Mice in the HFD group had higher body weights (BW) and body fat mass; additionally, they had an impaired glucose tolerance.

Histological analysis revealed that these mice had many CLSs and TUNEL-positive cells in their WATs, indicating HFD-induced adipocyte death and macrophage infiltration. 

Furthermore, triple immunofluorescence showed the presence of LCN2- and GAL3-positive neutrophils and macrophages in the WAT of HFD mice. 

Interrupting the HFD regimen with IF caused dramatic weight loss and attenuated IR and adipocyte death in mice of the HIF group. 

IF also significantly attenuated HFD-induced IR to correct impaired glucose tolerance and reduced the upregulated MMP9 expression in the hippocampus of mice in the HIF group. Immunofluorescence analysis revealed that IF also weakened macrophage infiltration in HFD mice to improve IR. 

Furthermore, IF significantly attenuated the HFD-induced increase in serum LCN2, circulating, and macrophage-derived GAL3 protein levels in WATs of HIF mice, which reduced BBB leakage, neuroinflammation, and memory deficits.

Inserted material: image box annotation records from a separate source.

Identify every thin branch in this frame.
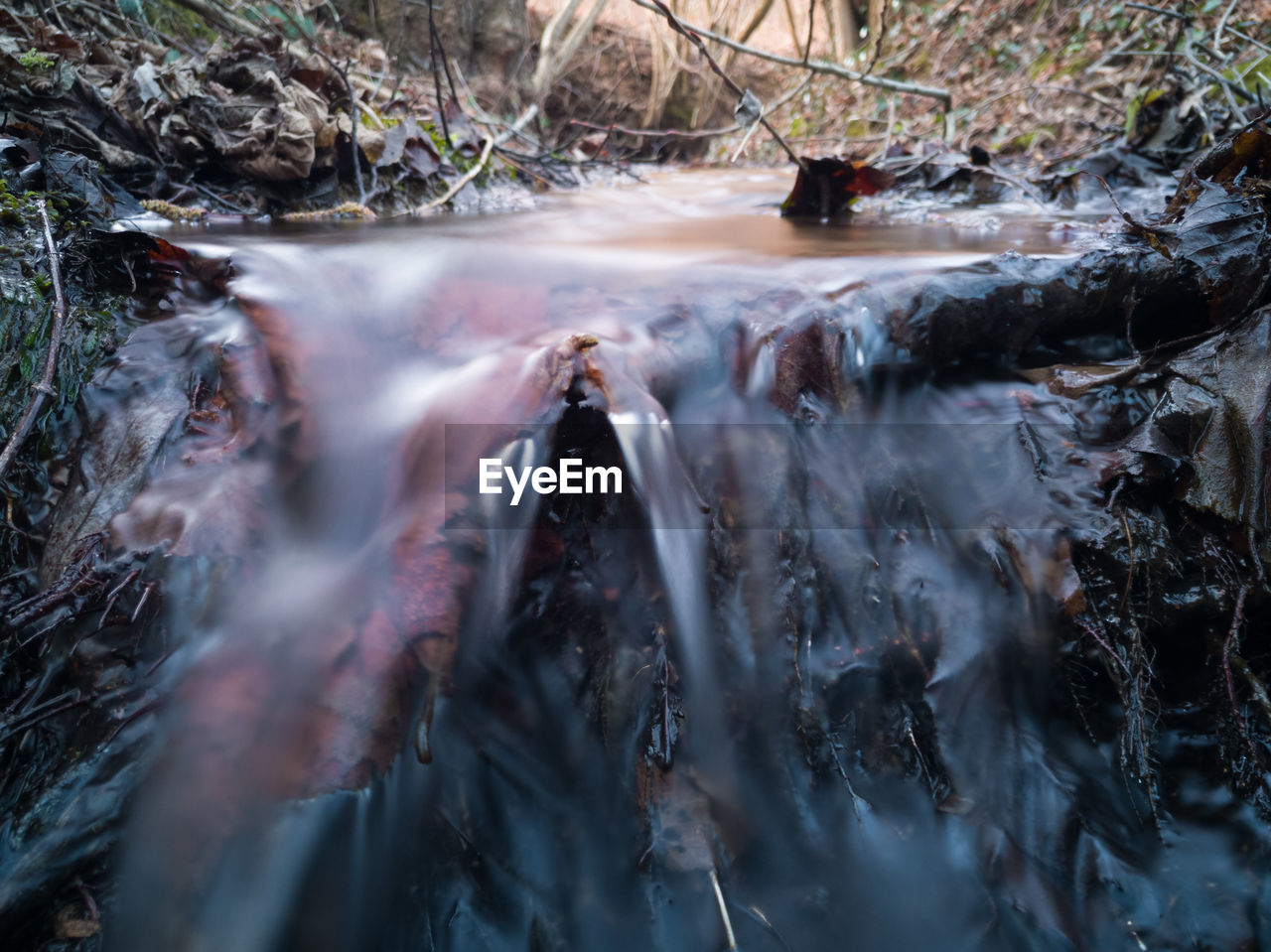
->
[566,77,811,139]
[633,0,807,172]
[410,104,539,214]
[632,0,953,108]
[1126,3,1193,23]
[1213,0,1239,52]
[0,196,67,479]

It also reversed the HFD-induced increases in proinflammatory cytokines, such as TNF-α and interleukin-6 (IL-6). Finally, in the hippocampus of HFD mice, IF reduced astrocytic LCN2 and microglial GAL3 expression. 

Conclusion

Together, the study results suggest that IF, an alternative to continuous caloric restriction, may improve IR, and reduce WAT inflammation by inhibiting macrophage infiltration and adipocyte death to correct metabolic dysfunction(s) in HFD mice. 

Thus, further research should focus on testing and validating the use of IF as a drug replacement therapy to improve cognitive impairment due to HFD-induced neuroinflammation and BBB disruption in chronic low-grade inflammatory conditions, such as T2D and obesity.

Further studies could help establish the exact mechanisms by which IF protects against obesity and T2D-related cognitive impairment and memory deficits with more precision.